Título: Empresa é suspeita de contrabandear cigarros
Autor: Beck, Martha e Gripp, Alan
Fonte: O Globo, 13/05/2007, Rio, p. 15

American Virginia estaria por trás de fábrica paraguaia acusada de abastecer bancas de camelôs brasileiros.

BRASÍLIA. À medida que avançam as investigações da Operação Hurricane, da Polícia Federal, surgem evidências de que empresas suspeitas de envolvimento em crimes se mantinham de portas abertas à base de liminares compradas. Um dos próximos capítulos do escândalo trará à tona a investigação sobre os negócios da fábrica de cigarros American Virginia, com sede em Duque de Caxias, conhecida por ser a terceira maior do segmento no país e também por dever quase R$1 bilhão ao Fisco. Documentos obtidos pelo GLOBO revelam indícios de que a empresa pode estar por trás do contrabando de cigarros do Paraguai e se mantinha no mercado graças a sentenças negociadas entre integrantes da quadrilha, desbaratada na Hurricane, e o desembargador José Eduardo Carreira Alvim, preso na operação.

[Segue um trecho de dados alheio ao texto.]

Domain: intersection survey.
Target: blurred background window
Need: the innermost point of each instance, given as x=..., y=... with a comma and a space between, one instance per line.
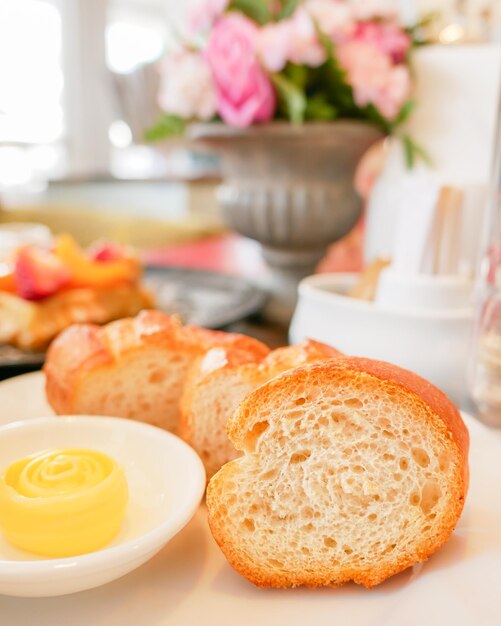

Gravações revelam conversa com advogado de fábrica

A American Virginia se tornou alvo da PF por ter recebido, em 2006, duas sentenças de Carreira Alvim, impedindo o seu fechamento pela Receita Federal por sonegar impostos. Grampos mostram que, no dia em que deu a segunda decisão (3 de outubro), o desembargador recebeu em seu gabinete um advogado identificado apenas como Fred, que aparece nas gravações defendendo os interesses da fábrica. Segundo o inquérito da PF, os dois conversam sobre detalhes da ação e, no fim, Fred deixa em cima da mesa de Carreira Alvim um ¿memorial¿ referente à medida cautelar pedida pela American.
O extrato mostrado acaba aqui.